To improve her efficiency at chairing meetings and keeping the order, Kathleen Ritter read Robert’s Rules of Order from cover to cover during her tenure as Chair of the Board of Directors at the Forest City Gallery in London, Ontario. It may be a useful tool, but she also found it to be the most boring book she had ever read; as her mind drifted off while reading the endless versions of meeting minutes and amendments of amendments, she claims she discovered a “perverse musicality” in the rhythm of the order of business. Ritter’s project for Modern Fuel, Call to Order (2008), has realized this daydream: working with the musician-composer James Maxwell, Ritter has produced a score based on the minutes of Modern Fuel’s board meetings from May 2006 to June 2007. Robert’s rules of order have been mapped onto Walter Piston’s rules of harmony: when the minutes keep to the rules of order there is harmony in the music, when there are deviations the minor mode takes over and the music becomes more atonal. Inspired by the theory of minor practices developed by Deleuze and Guattari (more heroes of May ’68) and Demian Petryshyn’s application of the theory to the practice of artist-run centres, Ritter’s project demonstrates that the creativity, critical thought, and humor put into a work of art can also be applied to the administration of an organization.

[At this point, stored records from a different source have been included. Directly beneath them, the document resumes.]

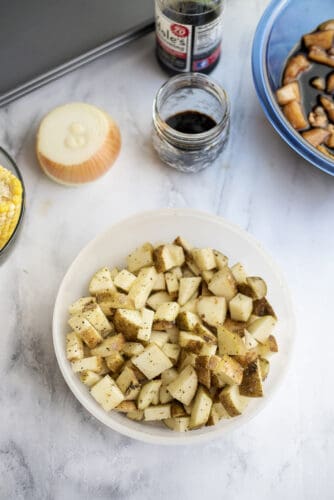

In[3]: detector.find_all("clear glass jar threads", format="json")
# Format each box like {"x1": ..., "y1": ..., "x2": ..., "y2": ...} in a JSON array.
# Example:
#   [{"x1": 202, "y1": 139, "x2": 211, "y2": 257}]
[{"x1": 153, "y1": 73, "x2": 230, "y2": 173}]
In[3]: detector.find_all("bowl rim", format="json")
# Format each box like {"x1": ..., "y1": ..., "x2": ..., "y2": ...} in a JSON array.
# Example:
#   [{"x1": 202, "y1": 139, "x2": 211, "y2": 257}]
[
  {"x1": 252, "y1": 0, "x2": 334, "y2": 176},
  {"x1": 0, "y1": 146, "x2": 26, "y2": 257},
  {"x1": 52, "y1": 208, "x2": 297, "y2": 446}
]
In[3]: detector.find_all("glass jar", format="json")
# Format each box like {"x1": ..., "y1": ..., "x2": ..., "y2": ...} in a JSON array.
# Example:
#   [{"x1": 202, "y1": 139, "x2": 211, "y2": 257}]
[
  {"x1": 153, "y1": 73, "x2": 230, "y2": 172},
  {"x1": 155, "y1": 0, "x2": 223, "y2": 74}
]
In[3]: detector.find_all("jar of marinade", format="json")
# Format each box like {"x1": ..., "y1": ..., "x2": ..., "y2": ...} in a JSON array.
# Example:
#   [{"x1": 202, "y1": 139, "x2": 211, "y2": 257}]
[{"x1": 155, "y1": 0, "x2": 223, "y2": 74}]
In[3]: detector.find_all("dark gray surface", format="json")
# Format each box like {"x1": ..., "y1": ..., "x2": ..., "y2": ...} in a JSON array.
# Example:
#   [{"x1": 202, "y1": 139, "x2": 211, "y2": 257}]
[{"x1": 0, "y1": 0, "x2": 153, "y2": 104}]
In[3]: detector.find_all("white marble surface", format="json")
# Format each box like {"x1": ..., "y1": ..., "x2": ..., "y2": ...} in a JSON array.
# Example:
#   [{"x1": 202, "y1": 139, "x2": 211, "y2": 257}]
[{"x1": 0, "y1": 0, "x2": 334, "y2": 500}]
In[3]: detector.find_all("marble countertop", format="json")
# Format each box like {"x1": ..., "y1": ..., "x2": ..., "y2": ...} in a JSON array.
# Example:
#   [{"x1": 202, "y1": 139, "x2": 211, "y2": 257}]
[{"x1": 0, "y1": 0, "x2": 334, "y2": 500}]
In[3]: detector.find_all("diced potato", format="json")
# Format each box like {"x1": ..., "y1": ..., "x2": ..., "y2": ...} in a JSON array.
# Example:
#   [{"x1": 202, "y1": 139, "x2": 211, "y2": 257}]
[
  {"x1": 189, "y1": 387, "x2": 212, "y2": 429},
  {"x1": 114, "y1": 309, "x2": 143, "y2": 340},
  {"x1": 137, "y1": 307, "x2": 154, "y2": 342},
  {"x1": 105, "y1": 351, "x2": 124, "y2": 373},
  {"x1": 80, "y1": 370, "x2": 102, "y2": 387},
  {"x1": 248, "y1": 316, "x2": 276, "y2": 343},
  {"x1": 116, "y1": 366, "x2": 140, "y2": 401},
  {"x1": 217, "y1": 326, "x2": 246, "y2": 356},
  {"x1": 154, "y1": 302, "x2": 180, "y2": 323},
  {"x1": 209, "y1": 266, "x2": 238, "y2": 302},
  {"x1": 138, "y1": 380, "x2": 161, "y2": 410},
  {"x1": 91, "y1": 333, "x2": 125, "y2": 358},
  {"x1": 176, "y1": 311, "x2": 200, "y2": 332},
  {"x1": 144, "y1": 404, "x2": 171, "y2": 421},
  {"x1": 197, "y1": 297, "x2": 226, "y2": 327},
  {"x1": 167, "y1": 366, "x2": 198, "y2": 405},
  {"x1": 179, "y1": 330, "x2": 205, "y2": 353},
  {"x1": 213, "y1": 354, "x2": 243, "y2": 387},
  {"x1": 90, "y1": 375, "x2": 124, "y2": 411},
  {"x1": 68, "y1": 316, "x2": 103, "y2": 349},
  {"x1": 239, "y1": 360, "x2": 263, "y2": 398},
  {"x1": 165, "y1": 272, "x2": 179, "y2": 300},
  {"x1": 126, "y1": 243, "x2": 153, "y2": 273},
  {"x1": 219, "y1": 385, "x2": 248, "y2": 417},
  {"x1": 114, "y1": 269, "x2": 136, "y2": 292},
  {"x1": 162, "y1": 343, "x2": 181, "y2": 364},
  {"x1": 191, "y1": 248, "x2": 217, "y2": 271},
  {"x1": 88, "y1": 267, "x2": 116, "y2": 295},
  {"x1": 132, "y1": 344, "x2": 173, "y2": 380},
  {"x1": 71, "y1": 356, "x2": 103, "y2": 373},
  {"x1": 147, "y1": 292, "x2": 172, "y2": 311},
  {"x1": 154, "y1": 245, "x2": 184, "y2": 273},
  {"x1": 66, "y1": 332, "x2": 84, "y2": 361},
  {"x1": 231, "y1": 262, "x2": 247, "y2": 285},
  {"x1": 152, "y1": 273, "x2": 166, "y2": 292},
  {"x1": 179, "y1": 277, "x2": 202, "y2": 306},
  {"x1": 228, "y1": 293, "x2": 253, "y2": 321},
  {"x1": 164, "y1": 417, "x2": 190, "y2": 432},
  {"x1": 68, "y1": 297, "x2": 96, "y2": 316},
  {"x1": 122, "y1": 342, "x2": 144, "y2": 358},
  {"x1": 129, "y1": 267, "x2": 157, "y2": 309}
]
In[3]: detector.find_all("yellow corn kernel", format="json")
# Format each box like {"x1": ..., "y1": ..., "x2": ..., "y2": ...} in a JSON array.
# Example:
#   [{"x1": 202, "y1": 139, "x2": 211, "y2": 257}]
[{"x1": 0, "y1": 165, "x2": 23, "y2": 250}]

Marcuse warned of one-dimensional society’s capacity for the containment or neutralization of oppositional thought: it supports pluralism just as long as it adheres to the bottom line. If the good life is good enough it militates against qualitative change, labeling as dreamers those that demand the impossible. The Great Refusal, however, repudiated the thought of Utopia with the thought of a permanent challenge, demanding not a non-space but a spacing that cleared a space for negative thought and not the negation of thought. In a positivistic, materialistic world, it’s what gives pause to Jim Morrison’s expression, “We want the world and we want it … now!” Change can only take root through the cultivation of a space within society, and not dropped out, without. The artist-run centre movement of which Modern Fuel continues to be a part was fomented by the counter-institutional thinking of the ’60s and ’70s. Artists need a space to present work that is not acceptable within the establishment. Whether these spaces become ones that conform or transform remains to be determined.
Michael Davidge is the Artistic Director of Modern Fuel Artist-Run Centre.